A few months went by, and we ran into Crash again. He was very angry. Tom had died. For various reasons, his long-time gaming buddies hadn't been informed; Crash had read his name in the obits. We'd missed his death, and we'd missed his funeral. A man who quite literally changed my life was gone without a trace, like he'd never been there at all.
So, I think about Tom when I play, or create games and game materials. Yes, it was mostly AD&D with him, but there were many other things, too. RPGs, war games, card games, dice games. We tried them all, in his basement and elsewhere.
He was smart, very witty, and enthusiastic about gaming. He made me laugh until I cried, and I learned much from him about this pastime we call role-playing. Tom could be petty and grumpy, and often took out his bad day on his players. He wasn't always such a good guy, in other words, but in the end, he was a great guy. Recognizing the difference was the last thing he ever taught me.

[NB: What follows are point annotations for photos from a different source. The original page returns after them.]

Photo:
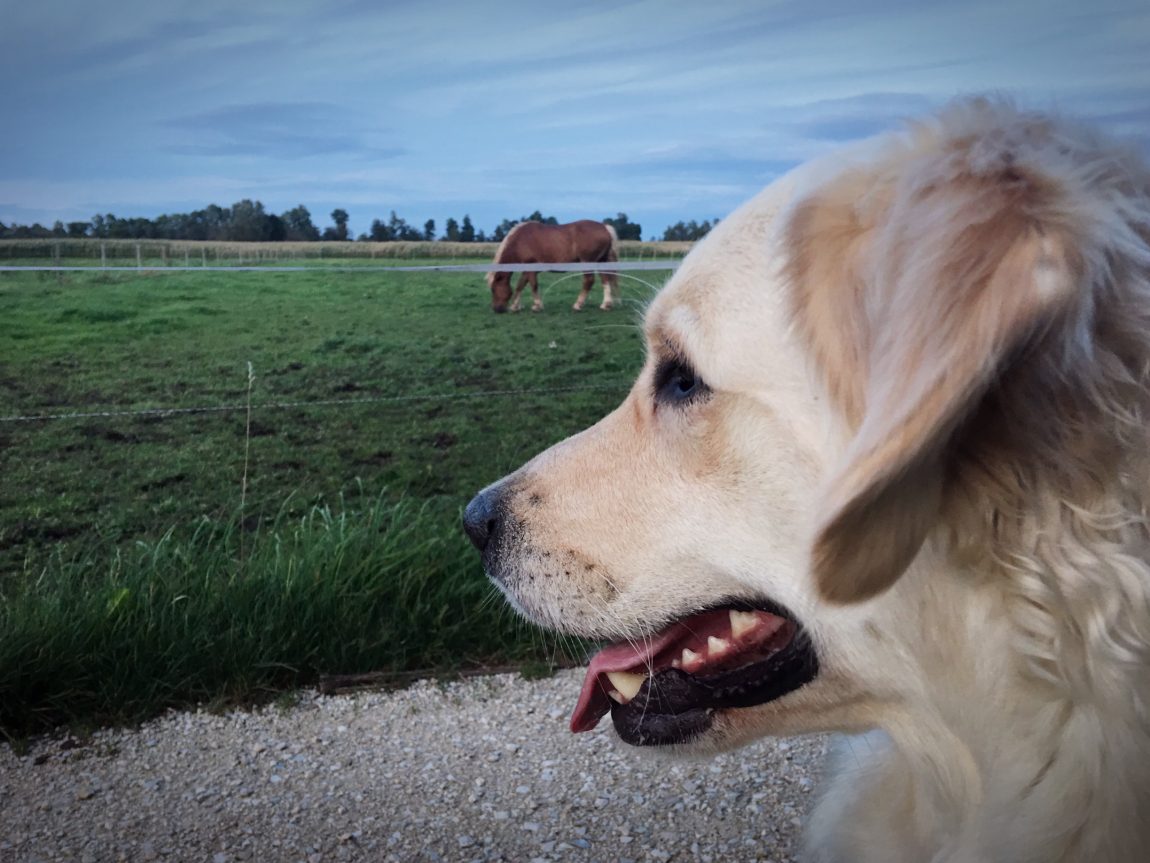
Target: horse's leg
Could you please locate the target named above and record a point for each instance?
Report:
(519, 291)
(537, 305)
(588, 281)
(608, 287)
(610, 281)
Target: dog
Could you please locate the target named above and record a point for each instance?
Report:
(886, 472)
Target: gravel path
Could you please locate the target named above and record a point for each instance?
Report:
(478, 770)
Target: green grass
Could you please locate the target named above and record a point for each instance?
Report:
(136, 570)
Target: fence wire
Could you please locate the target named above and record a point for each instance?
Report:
(74, 414)
(576, 267)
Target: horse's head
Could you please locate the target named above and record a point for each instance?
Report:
(500, 290)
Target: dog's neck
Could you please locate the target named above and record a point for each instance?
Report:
(1029, 760)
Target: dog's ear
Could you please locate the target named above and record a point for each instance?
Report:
(961, 282)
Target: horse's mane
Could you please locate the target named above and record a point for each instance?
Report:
(503, 246)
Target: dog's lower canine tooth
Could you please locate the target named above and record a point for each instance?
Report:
(717, 647)
(627, 682)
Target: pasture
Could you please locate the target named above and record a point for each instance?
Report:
(155, 559)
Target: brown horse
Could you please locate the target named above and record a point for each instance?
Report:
(584, 241)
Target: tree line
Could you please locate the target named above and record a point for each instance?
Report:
(248, 221)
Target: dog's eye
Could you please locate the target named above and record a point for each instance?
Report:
(675, 382)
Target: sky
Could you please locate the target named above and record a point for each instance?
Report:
(662, 109)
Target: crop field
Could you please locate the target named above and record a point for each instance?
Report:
(253, 479)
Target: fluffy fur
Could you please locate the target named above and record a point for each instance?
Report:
(927, 368)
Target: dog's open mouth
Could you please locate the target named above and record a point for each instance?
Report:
(666, 688)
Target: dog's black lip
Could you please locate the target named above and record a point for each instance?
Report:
(674, 707)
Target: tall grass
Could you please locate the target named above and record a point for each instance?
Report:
(184, 619)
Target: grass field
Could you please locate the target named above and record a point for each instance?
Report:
(156, 559)
(193, 253)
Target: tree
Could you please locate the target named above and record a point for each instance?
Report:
(339, 216)
(625, 228)
(298, 224)
(688, 230)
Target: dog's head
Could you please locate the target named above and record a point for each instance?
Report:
(832, 376)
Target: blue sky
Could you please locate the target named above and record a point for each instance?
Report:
(667, 111)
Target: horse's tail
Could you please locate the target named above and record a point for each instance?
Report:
(613, 253)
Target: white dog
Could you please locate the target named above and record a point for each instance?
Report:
(886, 470)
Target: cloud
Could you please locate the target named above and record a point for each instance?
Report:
(278, 130)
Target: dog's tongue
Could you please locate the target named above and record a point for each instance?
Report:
(593, 702)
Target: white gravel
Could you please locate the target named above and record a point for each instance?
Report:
(478, 770)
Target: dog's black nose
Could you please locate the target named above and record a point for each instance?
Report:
(481, 518)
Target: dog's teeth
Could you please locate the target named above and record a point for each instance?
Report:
(627, 684)
(741, 623)
(717, 647)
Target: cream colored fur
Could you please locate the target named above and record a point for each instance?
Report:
(927, 437)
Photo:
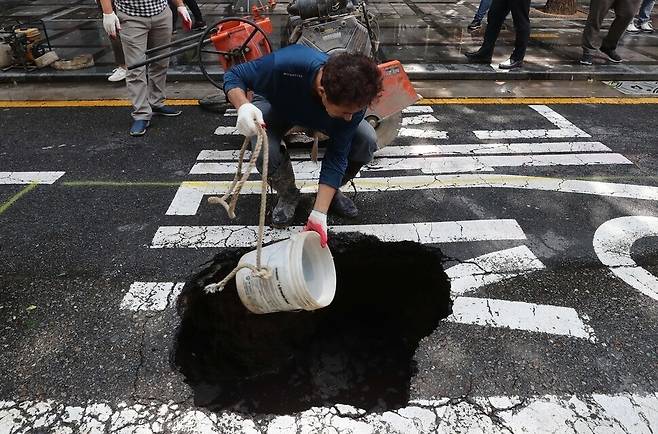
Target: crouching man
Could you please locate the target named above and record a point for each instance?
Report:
(300, 86)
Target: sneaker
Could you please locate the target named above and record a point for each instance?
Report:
(587, 59)
(165, 111)
(139, 127)
(199, 25)
(475, 25)
(612, 55)
(632, 28)
(118, 74)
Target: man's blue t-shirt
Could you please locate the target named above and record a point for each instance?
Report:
(286, 79)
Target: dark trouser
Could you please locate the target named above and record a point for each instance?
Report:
(625, 10)
(496, 17)
(194, 8)
(364, 143)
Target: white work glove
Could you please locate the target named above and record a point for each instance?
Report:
(317, 222)
(185, 15)
(249, 117)
(111, 24)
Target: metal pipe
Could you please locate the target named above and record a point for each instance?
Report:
(176, 42)
(165, 55)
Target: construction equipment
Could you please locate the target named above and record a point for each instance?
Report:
(29, 46)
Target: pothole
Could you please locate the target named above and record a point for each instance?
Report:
(358, 351)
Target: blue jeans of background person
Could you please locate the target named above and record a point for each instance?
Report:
(645, 11)
(483, 8)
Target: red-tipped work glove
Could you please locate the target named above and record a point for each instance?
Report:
(317, 222)
(185, 16)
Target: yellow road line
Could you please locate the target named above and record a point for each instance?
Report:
(5, 206)
(424, 101)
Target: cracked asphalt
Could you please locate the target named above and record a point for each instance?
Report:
(69, 252)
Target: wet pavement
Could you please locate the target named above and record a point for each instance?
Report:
(428, 37)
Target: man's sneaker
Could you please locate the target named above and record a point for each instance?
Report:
(612, 55)
(632, 28)
(163, 110)
(139, 127)
(199, 25)
(587, 59)
(118, 74)
(475, 25)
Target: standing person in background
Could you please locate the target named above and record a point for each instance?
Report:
(476, 24)
(625, 10)
(642, 21)
(118, 73)
(144, 24)
(499, 10)
(199, 24)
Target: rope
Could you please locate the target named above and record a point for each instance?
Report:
(233, 192)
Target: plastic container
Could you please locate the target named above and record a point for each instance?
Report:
(303, 276)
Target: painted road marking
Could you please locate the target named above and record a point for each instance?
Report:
(564, 128)
(177, 237)
(517, 315)
(190, 194)
(435, 150)
(492, 267)
(21, 178)
(619, 413)
(438, 165)
(149, 296)
(612, 243)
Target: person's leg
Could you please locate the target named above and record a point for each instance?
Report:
(644, 15)
(521, 17)
(159, 34)
(625, 10)
(134, 31)
(598, 9)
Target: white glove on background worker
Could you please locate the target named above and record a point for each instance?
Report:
(249, 117)
(185, 16)
(111, 24)
(317, 222)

As predicted, the game had brought out what he really was: a collector, a man-child. A Game Master who ran campaigns endlessly, providing many thousands of hours of entertainment for others, some of whom he barely knew. It revealed his deep need for companionship among the like-minded, and his simultaneous need to challenge them. It showed off his penchant for revenge, and his compulsion for balancing the books. It brought out the good, the bad, and the occasionally ugly in the man.
But most of all, it brought out the friend.